Sunday, December 6, 2015

Stoicism 201

There is a certain person who is employed at a Private Equity firm who not only believes, but has the gall to voice, that the highest level of humans work in PE and everyone else is necessarily a lower order human being.

The audacity is preposterous, especially given how fallacious the premise is. By definition, people in Private Equity are trying to partake of the success of people who are building a quality product or service and delivering it efficiently to the people who will buy it. The only thing that people in PE are doing is allocating capital on bets that they believe will pay.

It gets worse. Venture Capitalists in the good old days started out by investing money that they had made themselves, by having succeeded in the very game that they were now investing in; i.e. building a product or service that the market needed and was willing to pay for. They had sold their company to a larger corporation and were now trying to deploy their money, and perhaps experience, across a wider set of opportunities.

A number of today's PE employees have never really done anything real for a living. Admittedly, they have worked extremely hard through the best Business Schools to build CVs that PE and VC firms would shortlist. But for a living, these people essentially meet a lot of real entrepreneurs so that they can invest money that the founding partner of the VC / PE firm has brought in from other people entrusted to invest that money, who in turn got the money from people who have made it by, guess what, building and delivering a product or service that the market wants and is willing to pay for.

The hubris of someone who in effect lives off the success of others, to believe and to voice an opinion that suggests that the best people work in VC / PE and that others are a lower class of human beings is nothing short of atrocious.

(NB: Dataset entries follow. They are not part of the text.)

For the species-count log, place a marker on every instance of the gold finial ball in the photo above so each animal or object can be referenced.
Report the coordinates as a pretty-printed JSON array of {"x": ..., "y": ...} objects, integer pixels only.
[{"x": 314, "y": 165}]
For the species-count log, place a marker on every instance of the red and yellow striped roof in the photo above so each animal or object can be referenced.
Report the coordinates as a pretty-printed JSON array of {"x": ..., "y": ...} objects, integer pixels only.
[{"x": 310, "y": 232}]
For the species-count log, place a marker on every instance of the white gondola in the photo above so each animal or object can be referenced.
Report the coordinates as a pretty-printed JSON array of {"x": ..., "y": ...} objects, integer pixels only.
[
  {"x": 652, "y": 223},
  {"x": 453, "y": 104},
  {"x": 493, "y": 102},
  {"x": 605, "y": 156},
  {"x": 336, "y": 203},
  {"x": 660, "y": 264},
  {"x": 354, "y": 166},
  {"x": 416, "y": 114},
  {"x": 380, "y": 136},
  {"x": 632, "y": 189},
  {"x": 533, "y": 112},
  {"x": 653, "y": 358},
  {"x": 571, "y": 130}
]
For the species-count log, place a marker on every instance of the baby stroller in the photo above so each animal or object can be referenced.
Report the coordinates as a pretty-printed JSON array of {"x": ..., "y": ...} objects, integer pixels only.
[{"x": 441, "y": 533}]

And finally, here is where the title of this piece comes in. These people would do well to realize that they have a high paying job at the pleasure of the founder of the VC / PE fund founder, and that if they should lose this job at the whim of their boss, they would be pretty much unemployable anywhere else.  They would do even better to accept their good fortune with grace and gratitude and start building a real life skill in preparation for the day when they will lose their job.